Introduction

One area of focus in cancer pharmacogenomics is looking at how germline variations in individuals can affect their response to cancer therapies. Germline variants are present in all the body’s cells, including the germ cells (egg or sperm), and can therefore be inherited by offspring. Single nucleotide variants (SNVs), which involves substitution of a single nucleotide for another, are the most common type of genetic variation in humans. If an SNV is present in at least 1% of the population, it is then known as a single nucleotide polymorphism (SNP). SNPs are abundant in the human genome, occurring almost once in every 500 to 1,000 bases on average. Studies have demonstrated that germline SNPs in certain genes (known as pharmacogenes) can influence the metabolism of cancer drugs, impacting their efficacy and/or toxicity. As a result, pre-emptive genetic testing for these pharmacogenes has been included into clinical guidelines such as the U.S. Food and Drug Administration (FDA) and Clinical Pharmacogenetics Implementation Consortium (CPIC). Here are some examples:

TPMT/NUDT15 and thiopurines

TPMT (thiopurine S-methyltransferase) and NUDT15 (nudix hydrolase 15) are genes involved in metabolizing thiopurines, such as mercaptopurine and azathioprine, which are commonly used in treatment of hematological malignancies. Patients with certain germline variants in these genes may not be able to metabolize these drugs effectively, leading to higher levels of thiopurines in the body and elevating the risk of severe side effects such as myelosuppression.

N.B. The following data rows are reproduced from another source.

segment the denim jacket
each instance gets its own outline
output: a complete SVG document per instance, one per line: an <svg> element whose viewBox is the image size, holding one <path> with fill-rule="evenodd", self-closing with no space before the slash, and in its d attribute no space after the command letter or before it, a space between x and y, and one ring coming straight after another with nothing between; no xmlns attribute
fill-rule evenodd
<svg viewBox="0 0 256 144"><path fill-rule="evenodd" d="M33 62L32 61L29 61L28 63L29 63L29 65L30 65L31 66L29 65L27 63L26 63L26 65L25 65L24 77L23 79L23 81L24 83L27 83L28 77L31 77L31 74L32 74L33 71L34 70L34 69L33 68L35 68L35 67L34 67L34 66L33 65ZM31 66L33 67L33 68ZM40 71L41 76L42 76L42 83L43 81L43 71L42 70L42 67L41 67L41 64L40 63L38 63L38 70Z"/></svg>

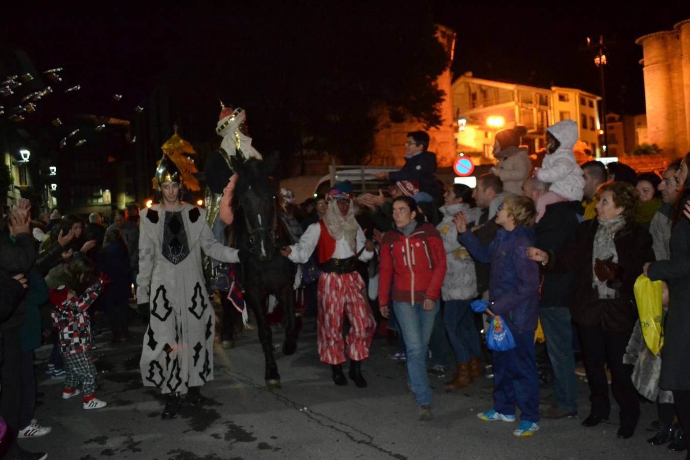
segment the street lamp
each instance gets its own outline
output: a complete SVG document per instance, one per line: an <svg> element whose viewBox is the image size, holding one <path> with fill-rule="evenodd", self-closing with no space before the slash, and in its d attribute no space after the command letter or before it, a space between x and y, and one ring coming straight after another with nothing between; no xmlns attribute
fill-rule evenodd
<svg viewBox="0 0 690 460"><path fill-rule="evenodd" d="M591 39L587 37L587 48L594 50L597 54L594 57L594 64L599 68L600 84L602 87L602 117L604 119L604 143L602 145L602 150L606 152L607 146L609 145L608 129L606 126L606 86L604 84L604 66L607 65L606 46L604 45L604 36L599 36L598 44L592 43ZM600 123L601 126L602 123Z"/></svg>
<svg viewBox="0 0 690 460"><path fill-rule="evenodd" d="M486 125L491 128L503 128L506 124L506 119L500 115L493 115L486 119Z"/></svg>

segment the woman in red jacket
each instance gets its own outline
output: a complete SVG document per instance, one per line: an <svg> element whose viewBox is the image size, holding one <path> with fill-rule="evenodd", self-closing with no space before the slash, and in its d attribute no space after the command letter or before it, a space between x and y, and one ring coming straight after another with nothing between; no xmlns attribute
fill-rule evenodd
<svg viewBox="0 0 690 460"><path fill-rule="evenodd" d="M409 197L399 197L393 203L396 228L386 232L381 241L379 305L381 314L387 318L393 303L407 347L408 378L420 406L419 419L423 421L433 418L425 359L440 310L446 252L434 226L417 220L422 215L417 209Z"/></svg>

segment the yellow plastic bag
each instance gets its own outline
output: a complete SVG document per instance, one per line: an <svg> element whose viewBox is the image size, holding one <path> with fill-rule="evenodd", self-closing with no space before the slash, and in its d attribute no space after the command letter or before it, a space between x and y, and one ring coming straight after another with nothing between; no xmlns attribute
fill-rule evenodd
<svg viewBox="0 0 690 460"><path fill-rule="evenodd" d="M633 292L640 314L644 343L656 355L664 346L664 333L661 327L662 317L661 294L663 289L661 281L653 281L644 274L638 277Z"/></svg>
<svg viewBox="0 0 690 460"><path fill-rule="evenodd" d="M535 343L543 343L546 341L544 337L544 329L542 328L542 319L537 317L537 330L534 331L534 341Z"/></svg>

DPYD and fluoropyrimidines

Fluoropyrimidines such as 5-fluorouracil (5-FU) are commonly used in the treatment of various cancers. The dihydropyrimidine dehydrogenase (DPD) enzyme, encoded by the DPYD gene, is involved in the metabolism of 5-FU and is responsible for eliminating more than 80% of administered 5-FU. Patients with certain variants in DPYD gene can have reduced or absent DPD enzyme activity, leading to increased levels of 5-FU in the body and putting them at higher risk of toxicity.

UGT1A1 and irinotecan

UGT1A1 (UDP-glucuronosyltransferase 1A1) is a gene that encodes an enzyme involved in the metabolism of irinotecan, a chemotherapy drug used to treat various solid tumors. UGT1A1 is responsible for detoxifying and eliminating irinotecan and its active metabolite, SN-38, from the body. Genetic variants such as UGT1A1*28 polymorphism reduces the metabolism of SN-38, increasing the risk of irinotecan-induced toxicities, including severe neutropenia and diarrhea in patients treated with irinotecan.

CYP2D6 and tamoxifen

CYP2D6 (cytochrome P450 2D6) is a gene that is highly polymorphic and involved in metabolism of up to 25% of the drugs that are commonly used, including cancer drugs like tamoxifen. It is estimated that around 5-10% of the population have two non-functional alleles (poor metabolizers) and up to 30% of the population, depending on ethnicities, have duplications of functional alleles (ultra-rapid metabolizers). CYP2D6 enzyme metabolizes tamoxifen to its active form, endoxifen, to block estrogen receptors on breast cancer cells. Poor metabolizers may have reduced conversion of tamoxifen to endoxifen, potentially leading to lower drug effectiveness. On the other hand, ultra-rapid metabolizers may convert tamoxifen to endoxifen too rapidly, which may increase the risk of adverse effects. Although genotype-based dosing has demonstrated real-world evidence on its value, this is still not routinely implemented in the clinic, with most drugs being prescribed using a “one-dose-fits-all” approach. By integrating pre-emptive genetic testing of pharmacogenes into cancer treatment plans, drug dosage can be tailored for each patient to maximize drug efficacy and minimize drug-related toxicity, thus bringing us closer to truly personalized medicine.